Please add new comments below this notice. Thanks, Natg 19 ( talk) 00:31, 12 November 2014 (UTC) reply

  • Keep there is pretty significant usage of the comment in cultural studies work on Google Scholar (see the results) moreover significant number of Google Books results talk about this format (see for example this discussion of Smallville or the other results). I would imagine that with enough deep diving would begin to find Encyclopedic-level discussions of this format. This represents a similar set of problems to what I encountered when working on Novelist, debut novel or the historical fiction vs. historical novel conversations and I would imagine anyone with enough drive and familiarity with Television studies would be able to pull together a pretty good article, Sadads ( talk) 18:45, 12 November 2014 (UTC) reply
  • Comment: As the article currently stands, it is a clear deletion case. However, the concept itself does appear to be notable enough for inclusion, either as an improved stand-alone article or merged onto another page. If we have some sort of "TV Tropes" type article on Wikipedia, I'd support a move to there. QueenCake ( talk) 00:39, 14 November 2014 (UTC) reply
  • Keep I would say that the quality of the article does not argue for deletion - it doesn't need a complete rewrite, but is instead of the "here is the basis for future expansion" that many stub-class articles are. In addition to the sources mentioned above, replacing "villain" with "monster" when doing the searches reveals a great many sources that only use the latter term. –  Philosopher  Let us reason together. 23:11, 18 November 2014 (UTC) reply
  • Keep on the basis of Sada's argument above: this is a term used in the critical literature. DGG ( talk ) 22:52, 20 November 2014 (UTC) reply

Relisted to generate a more thorough discussion so a clearer consensus may be reached.
Please add new comments below this notice. Thanks, Rcsprinter123 (yarn) @ 15:22, 22 November 2014 (UTC) reply

  • The "keep" opinions above are unconvincing. They point to various searches that indicate that the term is being used (which I readily concede), but nobody has been able to provide a definition, let alone anything approaching substantial coverage, in published reliable sources. The most that can be gleaned from these links (of unclear reliability) is that this is used to refer to a format of episodic fiction where the protagonists fight a new opponent each episode. This is close to a mere dictionary definition and is not enough to support an article.
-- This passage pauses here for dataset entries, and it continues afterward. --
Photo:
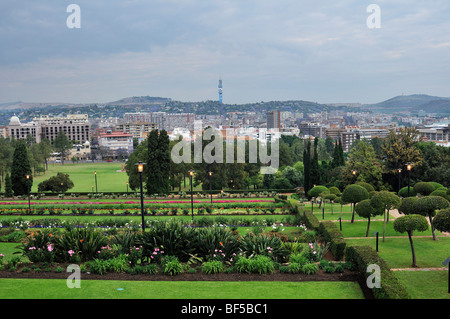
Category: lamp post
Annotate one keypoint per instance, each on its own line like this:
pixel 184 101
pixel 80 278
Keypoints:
pixel 376 233
pixel 191 174
pixel 408 168
pixel 354 176
pixel 140 166
pixel 28 187
pixel 95 175
pixel 210 185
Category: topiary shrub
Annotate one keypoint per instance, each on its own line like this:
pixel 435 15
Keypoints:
pixel 407 205
pixel 403 192
pixel 390 287
pixel 428 205
pixel 441 192
pixel 442 220
pixel 332 235
pixel 424 188
pixel 353 194
pixel 408 224
pixel 367 186
pixel 316 191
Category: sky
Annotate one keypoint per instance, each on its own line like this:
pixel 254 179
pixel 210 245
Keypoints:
pixel 264 50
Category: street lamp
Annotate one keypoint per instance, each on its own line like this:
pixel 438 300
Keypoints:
pixel 210 185
pixel 408 168
pixel 140 166
pixel 399 179
pixel 28 186
pixel 191 174
pixel 95 175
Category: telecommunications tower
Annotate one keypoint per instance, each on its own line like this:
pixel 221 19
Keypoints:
pixel 220 90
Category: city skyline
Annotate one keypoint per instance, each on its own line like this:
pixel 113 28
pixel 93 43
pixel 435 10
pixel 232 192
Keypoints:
pixel 263 51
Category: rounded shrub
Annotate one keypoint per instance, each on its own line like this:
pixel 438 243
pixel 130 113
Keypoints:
pixel 424 188
pixel 441 192
pixel 407 205
pixel 354 193
pixel 403 192
pixel 367 186
pixel 442 220
pixel 316 191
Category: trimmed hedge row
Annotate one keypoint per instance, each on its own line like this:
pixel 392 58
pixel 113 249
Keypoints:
pixel 310 220
pixel 362 257
pixel 331 234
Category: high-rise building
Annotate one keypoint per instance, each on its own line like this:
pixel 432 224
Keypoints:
pixel 273 119
pixel 220 90
pixel 75 126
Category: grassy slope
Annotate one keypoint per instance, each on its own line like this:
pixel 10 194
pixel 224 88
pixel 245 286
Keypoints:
pixel 107 289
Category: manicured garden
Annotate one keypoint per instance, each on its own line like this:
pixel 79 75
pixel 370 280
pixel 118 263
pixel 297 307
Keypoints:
pixel 261 241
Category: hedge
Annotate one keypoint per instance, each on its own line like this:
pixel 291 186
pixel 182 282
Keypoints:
pixel 331 234
pixel 362 257
pixel 310 220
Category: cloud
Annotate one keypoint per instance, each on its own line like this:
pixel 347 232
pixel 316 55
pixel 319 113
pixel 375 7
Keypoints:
pixel 263 50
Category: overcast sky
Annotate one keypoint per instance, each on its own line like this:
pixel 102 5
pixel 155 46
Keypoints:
pixel 315 50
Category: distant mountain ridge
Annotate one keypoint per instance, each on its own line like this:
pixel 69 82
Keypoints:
pixel 412 103
pixel 399 104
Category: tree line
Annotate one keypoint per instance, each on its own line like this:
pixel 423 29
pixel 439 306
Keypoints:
pixel 303 163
If nobody is able to add references to any reliable sources to the article, it fails WP:V and must be deleted.  Sandstein  19:57, 22 November 2014 (UTC) reply
  • Keep The current page is too narrow in scope but there seems to be lots of scope of expansion as more general topic titles such as episodic fiction and television episode are redirects which don't currently lead to good coverage of such formulaic structures. See Story Structure Architect for an example of a reasonable high level source. Andrew D. ( talk) 13:15, 23 November 2014 (UTC) reply
The above discussion is preserved as an archive of the debate. Please do not modify it. Subsequent comments should be made on the appropriate discussion page (such as the article's talk page or in a deletion review). No further edits should be made to this page.